Sobota, 30 X 2010 r.
I CZYTANIE Flp 1, 18b-26 Że na wszelki sposób rozgłasza się Chrystusa, z tego się cieszę i będę się cieszył. Wiem bowiem, że to mi wyjdzie na zbawienie dzięki waszej modlitwie i pomocy, udzielanej przez Ducha Jezusa Chrystusa, zgodnie z gorącym oczekiwaniem i nadzieją moją, że w niczym nie doznam zawodu. Lecz jak zawsze, tak i teraz, z całą swobodą i jawnością Chrystus będzie uwielbiony w moim ciele: czy to przez życie, czy przez śmierć. Dla mnie bowiem żyć to Chrystus, a umrzeć to zysk. Jeśli bowiem żyć w ciele, to dla mnie owocna praca. Co mam wybrać? Nie umiem powiedzieć. Z dwóch stron doznaję nalegania: pragnę odejść i być z Chrystusem, bo to o wiele lepsze, pozostawać zaś w ciele to bardziej dla was konieczne. A ufny w to wiem, że pozostanę i to pozostanę nadal dla was wszystkich, dla waszego postępu i radości w wierze, aby rosła wasza duma w Chrystusie przeze mnie, przez moją ponowną obecność u was. EWANGELIA Łk 14, 1. 7-11 Gdy Jezus przyszedł do domu pewnego przywódcy faryzeuszów, aby w szabat spożyć posiłek, oni Go śledzili. Opowiedział wówczas zaproszonym przypowieść, gdy zauważył, jak sobie pierwsze miejsca wybierali. Tak mówił do nich: „Jeśli cię kto zaprosi na ucztę, nie zajmuj pierwszego miejsca, by czasem ktoś znakomitszy od ciebie nie był zaproszony przez niego. Wówczas przyjdzie ten, kto was obu zaprosił, i powie ci: «Ustąp temu miejsca». I musiałbyś ze wstydem zająć ostatnie miejsce. Lecz gdy będziesz zaproszony, idź i usiądź na ostatnim miejscu. Wtedy przyjdzie gospodarz i powie ci: «Przyjacielu, przesiądź się wyżej». I spotka cię zaszczyt wobec wszystkich współbiesiadników. Każdy bowiem, kto się wywyższa, będzie poniżony, a kto się poniża, będzie wywyższony”.

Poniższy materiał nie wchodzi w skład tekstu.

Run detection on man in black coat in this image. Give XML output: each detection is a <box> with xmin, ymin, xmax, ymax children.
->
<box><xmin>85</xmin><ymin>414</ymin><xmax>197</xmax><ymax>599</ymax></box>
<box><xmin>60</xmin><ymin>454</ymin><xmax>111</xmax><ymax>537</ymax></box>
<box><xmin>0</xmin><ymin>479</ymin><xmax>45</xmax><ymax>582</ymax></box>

Jakże to dalekie od twego codziennego myślenia… Paweł tęskni za śmiercią, gdyż tęskni za Chrystusem! Jedyna racja w pozostawaniu na tym „łez padole” tkwi dla Apostoła w konieczności posługiwania wiernym! Apostoł Narodów staje przed tobą jako człowiek jakby kompletnie pozbawiony swej, ludzkiej przecież, słabości – lęku przed śmiercią. Jak na nasze standardy, pełne chorobliwego nieraz, przywiązania do doczesności, do naszych drobnych przyjemności, do przedmiotów, ciała, ludzi, Paweł jawi się wręcz jako ktoś nienormalny.
A jednak to w Jego postawie jest norma życia chrześcijańskiego!
Też powinieneś tęsknić za Chrystusem, podczas gdy się Go po prostu boisz. Lękasz się osądu, tej mrożącej krew w żyłach chwili, gdy będzie trzeba zdać sprawę ze swoich grzechów i grzeszków. Lękasz się, bo nie ma w tobie miłości. W gruncie rzeczy nie znasz jej języka, pełnego przebaczenia, ale i wymagań. W twoim stosunku do Chrystusa przeskakujesz ze skrajności w skrajność, ze spotkania z Wszechpotężnym Sędzią (który budzi grozę) do zetknięcia się z wszystko wybaczającym Barankiem (który i tak nic nie zrobi). Obydwie postawy tak naprawdę rodzą się w twoich ludzkich, pozbawionych odniesienia miłości, wyobrażeniach.
A w Eucharystii spotykasz Jezusa.
Cichego, pokornego, zajmującego ostatnie miejsce, posyłającego Swe Słowo, które osądza Twoje sumienie.